Let the verices of the triangle be A(x1,y1), B(x2,y2) and C(x3,y3) .

Then I imagine (I can not draw here) A , B ,C on a graph sheet.

AB, BC and CA form the trapeziums with respect to X axis.

Area of trapezium under AB with x axis = (Sum of the || sides)*(distance between the || lines)/2 = (y1+y2)(x2-x1)/2.

|||ly, we can say the area of the trapezium BC = (y2+y3)(x3-x2)/2. Area of the trapezium under AC with x axis = ((y3+y1)(x2-x10/2.

The bounded area by the triangle ABC = Area of trapeziums under AB with axis + BC with x axis - Area of trapezium under AC with x axis.

Area ABC = (1/2){(y2+y1)(x2-x1)+(y3+y2)(x3-x1)/2 - (y3+y1)(x3-x1)}

Area ABC = (1/2){(y1+y2)(x1-x2)+(y2+y3)(x3-x1)+(y3+1)((x1-x3)} in the cyclic form which is easy to remember. This you can also write in the form of a determinant.

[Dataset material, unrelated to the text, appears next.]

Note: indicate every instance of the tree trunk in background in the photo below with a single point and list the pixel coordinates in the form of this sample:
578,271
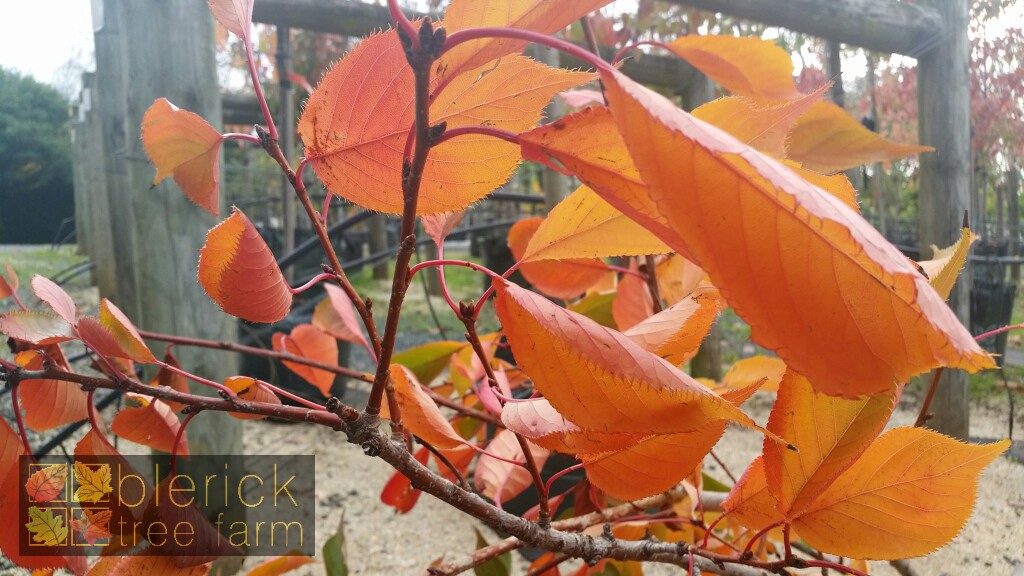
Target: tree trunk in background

Area of triangle =(1/2)| [(1 ,1,1 ), (x1 , x2 ,x3),(y1,y2,y3)] |

Given the coordinates of the three corners of a triangle, first take any two of them and consider them as the base. Let's take (x1, y1) and (x2, y2) to do the same here.

The distance between the two which is sqrt [(x1 - x2) ^2 + (y1 - y2) ^2] is the length of the base.

Now we need to find the height. Consider the line between the points that form the base: y-y1 = [(y2-y1) / (x2-x1)] *(x-x1)

A line perpendicular to this line has a slope - [(x2-x1) / (y2 - y1)] and it passes through the point (x3, y3). Therefore we get the equation of the perpendicular line. We can then find the point of intersection between the perpendicular and the base and determine the distance of (x3, y3) from the point of intersection. This is equal to the height.

The area of a triangle is (1/2)*b*h. As we know the base and the height we can find the area of the triangle.